Overview
This study is to evaluate the safety, tolerability, pharmacokinetics (PK), pharmacodynamics (PD) and anti-tumor activity of IBI389 as a single agent, and in combination with sintilimab, and (or) chemotherapy in patients with advanced or metastatic solid tumors.
Description
The study consists of a dose escalation phase (Ia) and a dose expansion phase (Ib). Phase Ia is to determine the maximum tolerated dose (MTD) and recommended Phase 2 dose (RP2D) for IBI389 as a single agent, and in combination with sintilimab.
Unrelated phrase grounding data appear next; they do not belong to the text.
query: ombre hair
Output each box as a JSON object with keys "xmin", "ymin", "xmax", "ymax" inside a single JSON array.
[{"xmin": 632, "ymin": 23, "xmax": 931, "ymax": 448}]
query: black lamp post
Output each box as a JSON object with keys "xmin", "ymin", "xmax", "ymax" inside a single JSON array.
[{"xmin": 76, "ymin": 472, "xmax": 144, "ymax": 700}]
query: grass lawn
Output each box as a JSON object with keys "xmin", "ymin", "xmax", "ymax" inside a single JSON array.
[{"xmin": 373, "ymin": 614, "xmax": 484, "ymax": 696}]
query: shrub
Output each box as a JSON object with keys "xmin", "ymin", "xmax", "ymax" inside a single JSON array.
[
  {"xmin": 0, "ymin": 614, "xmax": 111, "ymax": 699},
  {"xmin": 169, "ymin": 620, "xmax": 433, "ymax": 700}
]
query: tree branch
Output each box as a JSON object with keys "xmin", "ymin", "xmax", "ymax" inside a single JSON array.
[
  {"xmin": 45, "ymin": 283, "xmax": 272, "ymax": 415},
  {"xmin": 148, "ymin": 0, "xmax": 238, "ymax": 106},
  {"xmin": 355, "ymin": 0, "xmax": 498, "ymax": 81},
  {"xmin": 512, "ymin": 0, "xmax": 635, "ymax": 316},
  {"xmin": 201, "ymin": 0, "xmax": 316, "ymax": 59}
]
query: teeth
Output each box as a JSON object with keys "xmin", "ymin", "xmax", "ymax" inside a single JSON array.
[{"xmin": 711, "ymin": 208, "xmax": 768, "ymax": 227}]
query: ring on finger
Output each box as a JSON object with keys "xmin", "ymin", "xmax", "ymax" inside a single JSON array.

Phase (Ib) is a multi-cohort trial of CLDN18.2 positive solid tumors to evaluate safety and preliminary efficacy of IBI389 in combination with sintilimab and (or) chemotherapy or IBI389 monotherapy.
Eligibility
Inclusion Criteria:
- Provide signed informed consent;
- Male or female aged at 18-75 (inclusive) years;
- Expected survival ≥12 weeks;
- ECOG PS score 0 or 1;
- Provide archival or fresh tissues for CLDN18.2 expression analysis;
- Adequate laboratory parameters;
- Suffer from advanced or metastatic malignant local solid tumors confirmed by histological diagnosis and meet the criteria of the enrolled group as follows:
Ia: The subjects for whom no standard treatment regimens are available or who is intolerable to standard treatments. Ib: pancreatic carcinoma, gastric adenocarcinoma, advanced or metastatic solid tumors Exclusion Criteria: 1. Participate in another interventional clinical study, except for the observational (non-interventional) clinical study or the survival follow-up phase of the interventional study. 2. Any investigational drugs received within 4 weeks prior to the first study treatment. 3. Receive the last dose of anti-tumor therapy within 4 weeks before the first dose of study therapy. 4. Immunosuppressive drugs were used within 4 weeks prior to the first administration of the study drug. 5. Medication requiring long-term systemic hormones or any other immunosuppression therapy. 6. Major surgical procedures (craniotomy, thoracotomy, or laparotomy) or unhealed wounds, ulcers, or fractures were performed within 4 weeks prior to the first dose of study therapy. 7. There was unrecovered toxicity (excluding hair loss or fatigue) according to NCI CTCAE v5.0 induced by previous antitumor therapy (24 weeks before the first dose of study), and there were unrecovered immune-related adverse events (irAE) associated with immunotherapy. 8. Primary central nervous system (CNS) malignancy, or untreated/active CNS metastases, or leptomeningeal disease. 9. History of autoimmune disease , present active autoimmune disease or inflammatory diseases 10. Present or history of pulmonary diseases such as interstitial pneumonia, pneumoconiosis, drug-related pneumonia, pulmonary fibrosis, active pulmonary infection, severely impaired pulmonary function. 11. Positive human immunodeficiency virus (HIV) test. 12. Active hepatitis B or C, or tuberculosis. 13. History of allogeneic organ transplantation and allogeneic hematopoietic stem cell transplantation. 14. History of gastrointestinal perforation and/or fistula at 6 months prior to study inclusion. 15. Hydrothorax, ascites, and pericardial effusion with clinical symptoms requiring drainage. 16. Known history of hypersensitivity to any components of the IBI389 or Sintilimab. 17. Uncontrolled complications of disease. 18. Other acute or chronic illness, mental illness, or abnormal laboratory test values that may increase the risk of study participation or administration of study drugs, or interfere with the interpretation of study results. 19. Pregnant or nursing females.